Me, or someone inheriting this question will poll people on this question in 2100 and resolve any answer to the proportion that people on the poll answered "yes".
I'll give you 5~100 manifold bucks if you post another good possible answer in the comments.
The question about the polled being a person is there to control for scenarios where something weird happened during the passing down of the responsibility of resolving this question.
Sorry to non-humans that between now and 2100 join human discourse. I'll edit the term "humanity" when I find a nonconfusing term encapsulating the group of all nearby moral patients.
Huh, another AGI survival prediction market?
Yes, this one is not a "pick one from many" but just a collection of yes/no questions, which I think is more informative.
- By Isaac King
- By Yudkowsky
- By Yudkowsky's community
I can't see a path where this would ever be true. AI is too valuable of a thing for everyone to link hands and cooperate.
Additionally, this seems like an incomplete answer. Unless the moratorium lasts for nearly 75 years, the only way it'd help is by giving time to agree on some other "real" fix that will endure. But in that case, the moratorium will just be a footnote in history.
One path is that the most powerful AIs are never given intrinsic motivations of their own.
If a person uses AI as a tool to engineer a super virus, who actually killed humanity? The gun, or the person holding the gun?
In this "the person holding the AI did it" viewpoint, we're just as likely to see AI used to save humanity, e.g. is used to help develop a vaccine.
To develop this a little further, what if we handed every org of more than 100 people the ability to launch a nuclear warhead. That kind of power in the hands of so many people is obviously folly, because someone is going to decide to launch.
AI is of course the warhead, but AI is more flexible. Every org is going to consider the risk, and many of them will set their AIs to work on building a nuclear defense shield (or equivalent).
Offense is usually easier than defense. I think humanity will be in for a rough time. But AI will get used for both roles, and it may ultimately be a human who's "to blame" if AI shatters civilization.
This question got me thinking about optimal formats for this, so I'm trying a weird one where all trades are cancelled after a week but then it re-resolves in 2060.
I am sufficiently pessimistic about humanity's ability to coordinate that I think most surviving worlds in 2100 are ones in which we are just lucky and it turns out that the relevant technology is much harder to invent than we think it is.

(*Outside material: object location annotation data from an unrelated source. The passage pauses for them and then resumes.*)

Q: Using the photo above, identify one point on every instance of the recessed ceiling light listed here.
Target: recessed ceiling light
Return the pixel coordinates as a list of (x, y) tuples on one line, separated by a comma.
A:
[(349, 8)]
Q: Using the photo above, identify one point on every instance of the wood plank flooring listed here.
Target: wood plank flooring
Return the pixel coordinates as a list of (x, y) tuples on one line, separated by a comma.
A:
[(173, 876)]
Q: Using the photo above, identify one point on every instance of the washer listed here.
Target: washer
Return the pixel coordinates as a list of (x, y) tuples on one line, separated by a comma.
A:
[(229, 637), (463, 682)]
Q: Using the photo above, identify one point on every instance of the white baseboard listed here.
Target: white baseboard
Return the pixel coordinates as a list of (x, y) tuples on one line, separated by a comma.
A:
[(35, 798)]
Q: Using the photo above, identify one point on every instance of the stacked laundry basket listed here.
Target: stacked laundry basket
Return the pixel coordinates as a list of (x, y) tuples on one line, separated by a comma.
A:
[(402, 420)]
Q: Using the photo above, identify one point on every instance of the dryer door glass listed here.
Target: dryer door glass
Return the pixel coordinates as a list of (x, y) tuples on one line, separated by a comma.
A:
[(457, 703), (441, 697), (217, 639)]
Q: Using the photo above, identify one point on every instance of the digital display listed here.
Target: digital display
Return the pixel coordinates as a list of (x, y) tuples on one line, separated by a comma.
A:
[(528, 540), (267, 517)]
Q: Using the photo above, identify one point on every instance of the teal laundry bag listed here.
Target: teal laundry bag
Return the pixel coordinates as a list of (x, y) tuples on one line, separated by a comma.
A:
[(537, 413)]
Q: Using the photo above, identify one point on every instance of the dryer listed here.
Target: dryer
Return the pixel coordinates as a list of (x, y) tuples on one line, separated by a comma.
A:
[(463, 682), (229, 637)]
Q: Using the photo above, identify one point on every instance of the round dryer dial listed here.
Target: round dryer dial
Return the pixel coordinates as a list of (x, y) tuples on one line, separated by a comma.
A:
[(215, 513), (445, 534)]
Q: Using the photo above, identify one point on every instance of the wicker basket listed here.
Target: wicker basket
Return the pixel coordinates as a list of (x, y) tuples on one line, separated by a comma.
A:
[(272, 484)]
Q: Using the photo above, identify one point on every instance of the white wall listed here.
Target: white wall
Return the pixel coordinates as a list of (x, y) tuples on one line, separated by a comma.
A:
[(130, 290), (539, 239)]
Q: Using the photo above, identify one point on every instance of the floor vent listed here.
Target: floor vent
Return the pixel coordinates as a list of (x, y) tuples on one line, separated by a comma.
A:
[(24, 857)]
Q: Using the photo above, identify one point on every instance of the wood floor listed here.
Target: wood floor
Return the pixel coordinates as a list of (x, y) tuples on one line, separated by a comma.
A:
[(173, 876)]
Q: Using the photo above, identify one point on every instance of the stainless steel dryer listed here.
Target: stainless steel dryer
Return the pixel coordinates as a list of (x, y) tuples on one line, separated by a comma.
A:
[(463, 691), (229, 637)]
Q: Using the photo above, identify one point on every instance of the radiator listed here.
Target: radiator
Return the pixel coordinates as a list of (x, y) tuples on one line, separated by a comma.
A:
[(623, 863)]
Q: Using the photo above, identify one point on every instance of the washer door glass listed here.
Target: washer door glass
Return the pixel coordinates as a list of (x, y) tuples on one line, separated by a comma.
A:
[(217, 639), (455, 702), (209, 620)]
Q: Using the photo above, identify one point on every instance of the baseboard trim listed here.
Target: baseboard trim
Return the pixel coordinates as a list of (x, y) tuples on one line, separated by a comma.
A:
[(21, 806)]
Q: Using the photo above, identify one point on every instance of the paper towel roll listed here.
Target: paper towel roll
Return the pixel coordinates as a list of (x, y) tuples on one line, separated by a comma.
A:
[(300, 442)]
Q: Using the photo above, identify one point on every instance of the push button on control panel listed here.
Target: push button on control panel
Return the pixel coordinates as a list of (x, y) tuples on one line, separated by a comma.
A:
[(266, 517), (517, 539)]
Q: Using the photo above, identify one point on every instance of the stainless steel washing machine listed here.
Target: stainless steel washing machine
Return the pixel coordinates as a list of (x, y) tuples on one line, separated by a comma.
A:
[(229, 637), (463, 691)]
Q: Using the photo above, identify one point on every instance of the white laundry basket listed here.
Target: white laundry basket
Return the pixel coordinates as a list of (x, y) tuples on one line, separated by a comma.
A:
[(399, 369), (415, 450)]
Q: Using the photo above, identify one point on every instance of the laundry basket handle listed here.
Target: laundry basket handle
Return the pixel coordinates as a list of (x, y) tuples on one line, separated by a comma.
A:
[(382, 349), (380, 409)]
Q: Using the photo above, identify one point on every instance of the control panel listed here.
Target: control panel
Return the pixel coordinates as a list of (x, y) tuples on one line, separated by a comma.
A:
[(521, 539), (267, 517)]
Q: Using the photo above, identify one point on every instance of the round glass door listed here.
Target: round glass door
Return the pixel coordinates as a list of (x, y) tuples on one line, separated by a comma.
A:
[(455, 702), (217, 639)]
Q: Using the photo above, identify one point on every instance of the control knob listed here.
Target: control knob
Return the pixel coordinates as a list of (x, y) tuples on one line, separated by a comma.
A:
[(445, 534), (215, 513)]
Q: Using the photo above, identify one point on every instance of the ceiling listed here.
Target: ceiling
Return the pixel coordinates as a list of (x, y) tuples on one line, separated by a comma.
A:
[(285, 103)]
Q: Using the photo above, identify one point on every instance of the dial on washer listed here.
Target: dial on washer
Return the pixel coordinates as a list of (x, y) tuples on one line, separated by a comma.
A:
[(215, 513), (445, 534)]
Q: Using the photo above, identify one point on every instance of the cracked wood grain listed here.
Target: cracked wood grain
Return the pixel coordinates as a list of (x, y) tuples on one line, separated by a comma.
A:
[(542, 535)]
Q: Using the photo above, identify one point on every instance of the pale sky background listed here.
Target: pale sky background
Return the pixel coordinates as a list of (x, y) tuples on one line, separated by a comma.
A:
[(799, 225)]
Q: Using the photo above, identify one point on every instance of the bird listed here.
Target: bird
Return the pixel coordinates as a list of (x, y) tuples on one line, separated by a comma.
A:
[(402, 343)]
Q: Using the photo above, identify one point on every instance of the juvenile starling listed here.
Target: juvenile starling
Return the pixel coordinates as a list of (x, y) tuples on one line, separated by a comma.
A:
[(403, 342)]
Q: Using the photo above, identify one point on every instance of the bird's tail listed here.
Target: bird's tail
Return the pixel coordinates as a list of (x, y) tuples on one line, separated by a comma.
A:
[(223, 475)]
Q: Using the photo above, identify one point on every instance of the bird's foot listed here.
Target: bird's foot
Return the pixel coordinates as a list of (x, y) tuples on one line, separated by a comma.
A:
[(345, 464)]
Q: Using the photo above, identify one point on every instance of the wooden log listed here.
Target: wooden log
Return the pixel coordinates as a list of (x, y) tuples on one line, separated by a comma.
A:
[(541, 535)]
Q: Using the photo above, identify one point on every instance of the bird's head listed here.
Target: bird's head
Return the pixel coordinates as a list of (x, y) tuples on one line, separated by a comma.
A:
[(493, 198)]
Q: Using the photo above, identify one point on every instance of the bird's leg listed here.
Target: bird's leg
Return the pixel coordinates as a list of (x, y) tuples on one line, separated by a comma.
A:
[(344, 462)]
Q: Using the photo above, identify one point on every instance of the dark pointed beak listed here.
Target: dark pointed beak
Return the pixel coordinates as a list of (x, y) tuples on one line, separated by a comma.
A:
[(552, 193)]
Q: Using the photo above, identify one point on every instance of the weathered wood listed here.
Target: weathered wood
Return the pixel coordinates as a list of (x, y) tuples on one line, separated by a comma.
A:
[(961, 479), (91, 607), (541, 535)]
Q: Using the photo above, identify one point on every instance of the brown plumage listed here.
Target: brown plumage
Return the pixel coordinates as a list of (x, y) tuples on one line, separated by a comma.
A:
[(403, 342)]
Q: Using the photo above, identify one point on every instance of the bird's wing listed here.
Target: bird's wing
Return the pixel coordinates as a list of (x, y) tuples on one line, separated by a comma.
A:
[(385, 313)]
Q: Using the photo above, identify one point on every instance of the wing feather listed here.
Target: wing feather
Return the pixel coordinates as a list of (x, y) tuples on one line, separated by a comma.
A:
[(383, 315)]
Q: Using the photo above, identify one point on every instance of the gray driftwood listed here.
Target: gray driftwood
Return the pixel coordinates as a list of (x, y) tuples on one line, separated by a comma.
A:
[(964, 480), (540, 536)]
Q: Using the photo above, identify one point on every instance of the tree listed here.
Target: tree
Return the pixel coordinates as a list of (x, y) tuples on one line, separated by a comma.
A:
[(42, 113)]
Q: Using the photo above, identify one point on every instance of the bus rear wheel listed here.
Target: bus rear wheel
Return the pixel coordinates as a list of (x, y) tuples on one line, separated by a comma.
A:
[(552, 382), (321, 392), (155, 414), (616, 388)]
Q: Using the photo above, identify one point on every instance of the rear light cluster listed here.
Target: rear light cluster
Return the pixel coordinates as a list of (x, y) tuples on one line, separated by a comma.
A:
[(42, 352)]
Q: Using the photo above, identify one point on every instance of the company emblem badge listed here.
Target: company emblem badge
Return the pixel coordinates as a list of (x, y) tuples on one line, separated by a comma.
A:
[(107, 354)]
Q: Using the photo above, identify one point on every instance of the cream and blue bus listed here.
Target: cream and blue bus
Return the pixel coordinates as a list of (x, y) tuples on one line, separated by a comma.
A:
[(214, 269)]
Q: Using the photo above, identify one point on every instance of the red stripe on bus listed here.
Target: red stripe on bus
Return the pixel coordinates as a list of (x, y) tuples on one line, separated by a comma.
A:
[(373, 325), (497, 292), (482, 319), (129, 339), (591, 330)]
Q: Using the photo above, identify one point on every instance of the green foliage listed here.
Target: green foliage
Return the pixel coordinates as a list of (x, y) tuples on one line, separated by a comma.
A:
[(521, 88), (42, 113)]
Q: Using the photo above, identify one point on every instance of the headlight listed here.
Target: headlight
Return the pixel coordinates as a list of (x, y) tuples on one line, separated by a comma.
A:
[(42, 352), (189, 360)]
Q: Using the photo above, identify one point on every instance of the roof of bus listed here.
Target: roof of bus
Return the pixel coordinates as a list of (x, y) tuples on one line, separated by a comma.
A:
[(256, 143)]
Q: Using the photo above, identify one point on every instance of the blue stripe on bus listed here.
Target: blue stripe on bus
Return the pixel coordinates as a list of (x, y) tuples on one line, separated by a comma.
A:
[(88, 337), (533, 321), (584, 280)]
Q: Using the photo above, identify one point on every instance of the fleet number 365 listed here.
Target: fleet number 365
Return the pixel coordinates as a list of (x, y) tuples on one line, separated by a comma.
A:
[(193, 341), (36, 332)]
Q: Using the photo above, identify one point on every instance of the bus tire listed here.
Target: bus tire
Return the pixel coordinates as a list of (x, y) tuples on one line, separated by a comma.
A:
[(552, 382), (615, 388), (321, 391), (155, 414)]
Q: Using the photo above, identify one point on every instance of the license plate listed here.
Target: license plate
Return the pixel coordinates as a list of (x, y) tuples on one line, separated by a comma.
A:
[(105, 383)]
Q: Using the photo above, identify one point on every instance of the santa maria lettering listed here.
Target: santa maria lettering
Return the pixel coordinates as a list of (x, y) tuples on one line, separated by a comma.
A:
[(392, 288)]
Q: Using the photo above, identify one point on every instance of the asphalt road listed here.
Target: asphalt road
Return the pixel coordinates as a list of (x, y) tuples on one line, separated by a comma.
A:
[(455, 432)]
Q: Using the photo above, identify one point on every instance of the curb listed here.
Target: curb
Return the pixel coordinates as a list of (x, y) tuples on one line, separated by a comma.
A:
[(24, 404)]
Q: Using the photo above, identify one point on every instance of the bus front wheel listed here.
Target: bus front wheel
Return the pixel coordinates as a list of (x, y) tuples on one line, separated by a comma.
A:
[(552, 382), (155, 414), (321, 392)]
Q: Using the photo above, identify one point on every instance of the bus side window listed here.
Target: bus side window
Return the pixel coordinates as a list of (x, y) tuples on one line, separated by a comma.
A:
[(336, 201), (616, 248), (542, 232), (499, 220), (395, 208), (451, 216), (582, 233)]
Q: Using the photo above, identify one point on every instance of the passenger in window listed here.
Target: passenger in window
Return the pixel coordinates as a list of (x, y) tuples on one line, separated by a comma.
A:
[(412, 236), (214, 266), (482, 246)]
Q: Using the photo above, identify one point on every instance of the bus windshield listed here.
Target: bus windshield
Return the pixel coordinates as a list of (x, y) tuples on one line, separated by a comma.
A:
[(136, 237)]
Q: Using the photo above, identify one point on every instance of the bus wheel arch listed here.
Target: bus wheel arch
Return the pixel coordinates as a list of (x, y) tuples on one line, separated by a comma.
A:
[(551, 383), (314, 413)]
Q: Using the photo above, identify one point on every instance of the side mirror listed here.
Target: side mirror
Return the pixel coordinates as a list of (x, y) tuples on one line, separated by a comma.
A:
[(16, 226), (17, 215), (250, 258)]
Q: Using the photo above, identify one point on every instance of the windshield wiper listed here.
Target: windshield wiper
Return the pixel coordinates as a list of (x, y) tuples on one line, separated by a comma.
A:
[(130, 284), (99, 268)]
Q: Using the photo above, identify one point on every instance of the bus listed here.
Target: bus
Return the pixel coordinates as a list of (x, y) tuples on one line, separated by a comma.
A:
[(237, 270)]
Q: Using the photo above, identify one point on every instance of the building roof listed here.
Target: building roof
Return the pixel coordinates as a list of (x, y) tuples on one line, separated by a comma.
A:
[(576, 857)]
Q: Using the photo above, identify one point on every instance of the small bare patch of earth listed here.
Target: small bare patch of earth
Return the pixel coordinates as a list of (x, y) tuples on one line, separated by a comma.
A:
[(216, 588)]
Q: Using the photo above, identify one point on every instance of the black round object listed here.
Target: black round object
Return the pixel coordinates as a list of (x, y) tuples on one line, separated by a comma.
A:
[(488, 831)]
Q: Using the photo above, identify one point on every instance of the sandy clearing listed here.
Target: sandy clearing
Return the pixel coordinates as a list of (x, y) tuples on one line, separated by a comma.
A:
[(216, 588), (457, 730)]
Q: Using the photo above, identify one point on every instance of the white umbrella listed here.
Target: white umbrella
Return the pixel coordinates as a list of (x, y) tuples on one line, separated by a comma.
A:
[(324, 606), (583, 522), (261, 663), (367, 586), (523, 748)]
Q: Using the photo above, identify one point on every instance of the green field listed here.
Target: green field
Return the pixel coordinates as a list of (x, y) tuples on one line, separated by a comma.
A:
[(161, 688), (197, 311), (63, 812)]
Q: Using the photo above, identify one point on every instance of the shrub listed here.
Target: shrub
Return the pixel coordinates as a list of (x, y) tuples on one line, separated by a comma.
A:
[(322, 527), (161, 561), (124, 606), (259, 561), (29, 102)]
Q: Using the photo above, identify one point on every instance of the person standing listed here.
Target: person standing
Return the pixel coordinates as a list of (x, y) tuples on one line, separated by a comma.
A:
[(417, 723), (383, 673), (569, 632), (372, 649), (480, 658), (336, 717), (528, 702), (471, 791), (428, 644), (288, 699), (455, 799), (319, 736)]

Specifically, we might be lucky and:
A) The next AI breakthrough on the order of Transformers simply never arrives. LLMs keep getting better, but no amount of additional training data makes them a superintelligence.
or
B) It turns out there are no superweapons. Nanotechnology just doesn't work how we currently expect it to, engineering super-viruses turns out to be impossible, etc. Without any easy way to kill us all instantly, AI decides to work with us instead.
I am sure someone could phrase these better than me, but they are what I'm hoping for. I still think we should be desperately trying to coordinate moratorium treaties and develop human intelligence augmentation etc, but I doubt we pull those off.
@Joshua I’d like to second (B) especially. I work in nanoscience and I’m shocked by how seriously people take Eric Drexler’s ideas (I hesitate to say pseudoscience, but they’re certainly not very rigorous). I just don’t think it’s plausible that even a superintelligence could figure out how to engineer self-replicating nanobots and the like.
@Joshua Thanks. I totally missed this despite doing some searching. Maybe I'll close the market if the overlap is too large.
@Jono3h Don't close it! An unlinked multichoice is much better than those old linked parimutual markets.
@Joshua Oh this also exists which is a duplicate of EY's market but with the current linked format that allows shorting:
So I would expect it to perhaps have more accurate percentages than EY's original, even though it has fewer traders. Probably also worth including the description?
My reasoning is that in general, large groups of people mostly make big changes in response to disasters.
Most of my probability mass is on things like energy scarcity, climate issues, etc. that just make AI research unfeasible.
Also significant is a failed takeover, causing everyone to understand the risk more viscerally. But that's hard to estimate. It's hard to imagine an AI causing significant enough damage without also just winning.
If it turns out to be too hard to make creative agents, then we survive for free. I wouldn't count on it but possibly it's true.